The CRO seeks to drive organic, long term revenue growth by aligning workflows across all revenue-generating business units. An impactful CRO functions as a communication nexus between departments, helping these individual groups to work as a cohesive whole. Most importantly, the CRO needs to be an outcome-oriented leader with who assume overall responsibility for all revenue-related activities.
An impactful CRO sees revenue generation not as a chain, but as a web. The CRO has to lead with the perspective needed to analyze revenue generation from above the artificial divides between corporate departments. She needs to understand how intermediate goals like Win Rate interact with the ultimate goal: more revenue
But where can we find someone with that capability?
Who is Right for the CRO Role in Ed Tech?
The CRO model is especially relevant in Ed Tech, where sales relationships are more likely to be managed through complex organizational ties with a college, school district, government entity, or company than a single all-defining “sales pitch.” This industry is full of good ideas. And the ability to generate a sustainable revenue model is the key differentiator between a promising startup and a company that begins realizing dramatic growth.

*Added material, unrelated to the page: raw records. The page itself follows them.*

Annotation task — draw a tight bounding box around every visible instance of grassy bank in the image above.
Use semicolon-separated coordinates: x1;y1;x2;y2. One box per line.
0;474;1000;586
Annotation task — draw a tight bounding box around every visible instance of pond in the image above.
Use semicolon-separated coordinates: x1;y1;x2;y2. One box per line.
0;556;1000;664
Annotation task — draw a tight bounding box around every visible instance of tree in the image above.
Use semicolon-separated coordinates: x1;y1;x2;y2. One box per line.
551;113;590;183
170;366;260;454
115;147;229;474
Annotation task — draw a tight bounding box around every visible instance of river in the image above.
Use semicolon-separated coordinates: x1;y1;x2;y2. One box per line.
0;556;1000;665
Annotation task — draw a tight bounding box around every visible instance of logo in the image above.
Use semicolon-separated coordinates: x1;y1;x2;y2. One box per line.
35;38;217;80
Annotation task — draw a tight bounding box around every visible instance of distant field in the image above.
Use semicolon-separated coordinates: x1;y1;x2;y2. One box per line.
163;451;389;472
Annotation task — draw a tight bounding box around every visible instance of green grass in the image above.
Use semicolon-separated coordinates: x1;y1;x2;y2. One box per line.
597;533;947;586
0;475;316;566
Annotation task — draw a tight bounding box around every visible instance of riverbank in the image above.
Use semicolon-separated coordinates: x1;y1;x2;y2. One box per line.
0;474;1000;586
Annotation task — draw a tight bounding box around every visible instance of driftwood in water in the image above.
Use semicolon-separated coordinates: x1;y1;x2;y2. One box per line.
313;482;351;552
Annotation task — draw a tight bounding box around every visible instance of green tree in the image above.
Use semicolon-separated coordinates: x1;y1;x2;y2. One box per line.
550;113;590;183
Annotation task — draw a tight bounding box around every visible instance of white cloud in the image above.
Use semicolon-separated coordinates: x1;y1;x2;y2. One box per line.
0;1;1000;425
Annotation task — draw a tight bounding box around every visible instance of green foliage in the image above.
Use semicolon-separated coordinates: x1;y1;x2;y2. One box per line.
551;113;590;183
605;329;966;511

The CRO model continues to proliferate for a reason. But sourcing the right talent for the CRO role can be tricky. Because this title is so new, not many candidates will have a proven track record as a CRO. Furthermore, this candidate needs to assume credible leadership over a diverse set of underlying teams.

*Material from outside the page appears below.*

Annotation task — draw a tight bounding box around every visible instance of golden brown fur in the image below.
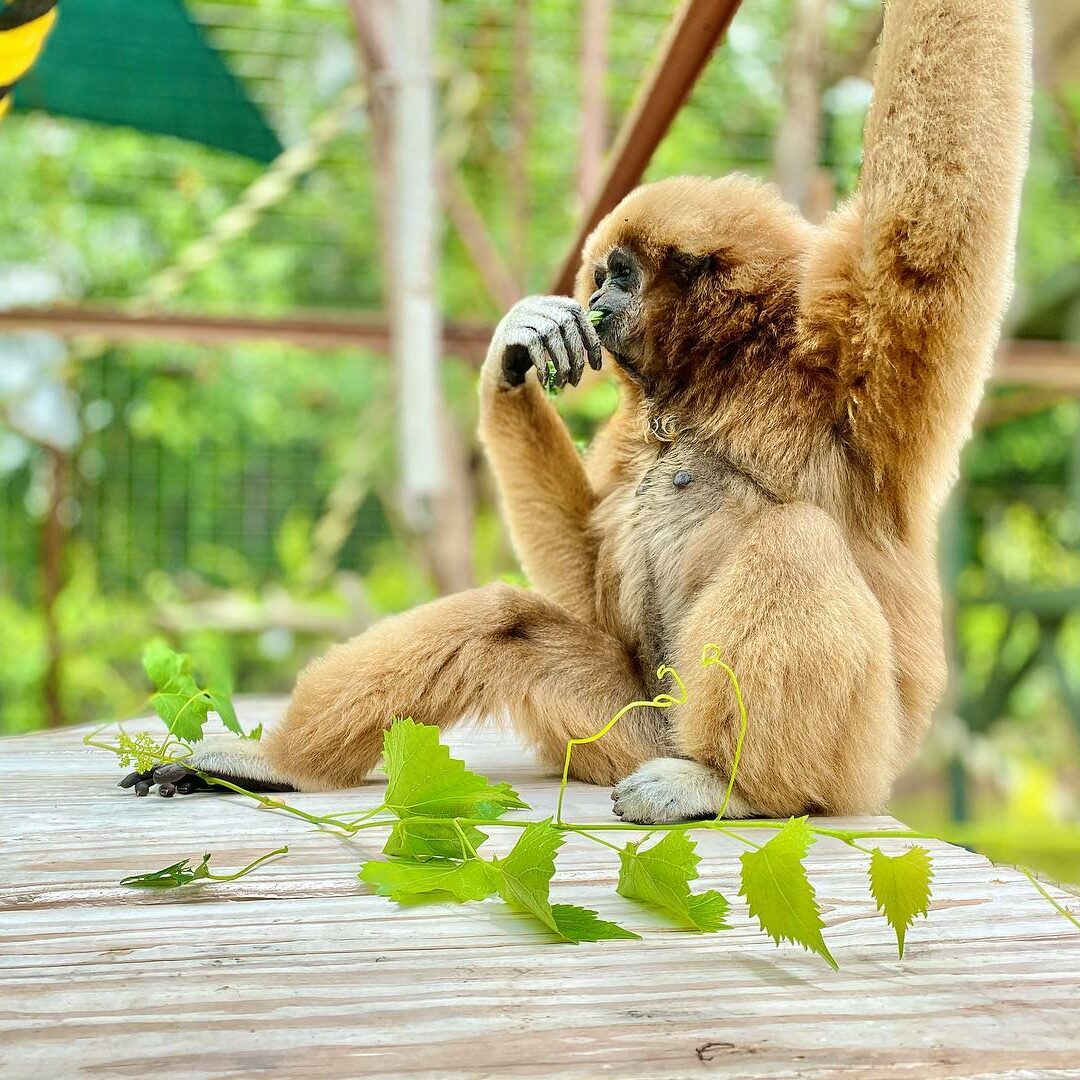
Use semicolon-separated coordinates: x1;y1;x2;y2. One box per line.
198;0;1028;820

Companies looking to bring on the right talent to assume this role will need to be creative.
One approach is to focus on a successful leader with deep domain expertise in marketing, sales, or customer success, hiring them with a plan for developing the cross-functional perspective needed by the CRO. A second option is to consider candidates who, while lacking deep experience in these areas, have proven high-level management expertise overseeing the workflows of multiple business units.

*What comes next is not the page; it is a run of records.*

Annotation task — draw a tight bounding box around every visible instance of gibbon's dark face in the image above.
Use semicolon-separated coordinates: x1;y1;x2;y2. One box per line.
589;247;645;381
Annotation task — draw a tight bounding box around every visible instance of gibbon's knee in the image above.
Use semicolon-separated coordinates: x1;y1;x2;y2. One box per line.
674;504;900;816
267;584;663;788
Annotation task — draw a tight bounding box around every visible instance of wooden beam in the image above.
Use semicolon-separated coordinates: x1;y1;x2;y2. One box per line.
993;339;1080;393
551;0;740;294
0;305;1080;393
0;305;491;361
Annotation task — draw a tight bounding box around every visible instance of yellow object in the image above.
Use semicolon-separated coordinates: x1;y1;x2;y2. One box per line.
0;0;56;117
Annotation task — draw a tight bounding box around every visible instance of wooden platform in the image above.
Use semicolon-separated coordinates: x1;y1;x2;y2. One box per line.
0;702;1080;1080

A breadth of experience can be just as important as sales or marketing knowledge. Jim Herbold, CRO of the predictive marketing firm Infer, writes that while sales and marketing make up the core of his job, “I also spend fluctuating amounts of time with product, business operations, finance, sales operations, business development, and people ops. Many of us are operators with a strong deck of experience scaling revenue ops.”
Management experience with scaling up ops is key, as the CRO often provides the locus for future team building and hiring decisions. The CRO needs to not only integrate the activities of different business departments but help define how these departments need to evolve to help the company grow.
The key factor to recognize when hiring a CRO is that rigorously pursuing either of these options requires a hiring process with a systematic approach for getting into the weeds to find the right candidates. A candidate with the perfect CRO resume may not even know it, and the requisite skills can come from a variety of professional backgrounds. An effective CRO search can’t just rely on resume line items; a granular approach for considering a candidate’s aptitudes is essential.
HighFive has completed several successful searches for high impact CRO positions. We’ve seen up close that these positions are rarely simple to fill, but that the right candidate can be found with a creative search strategy and network.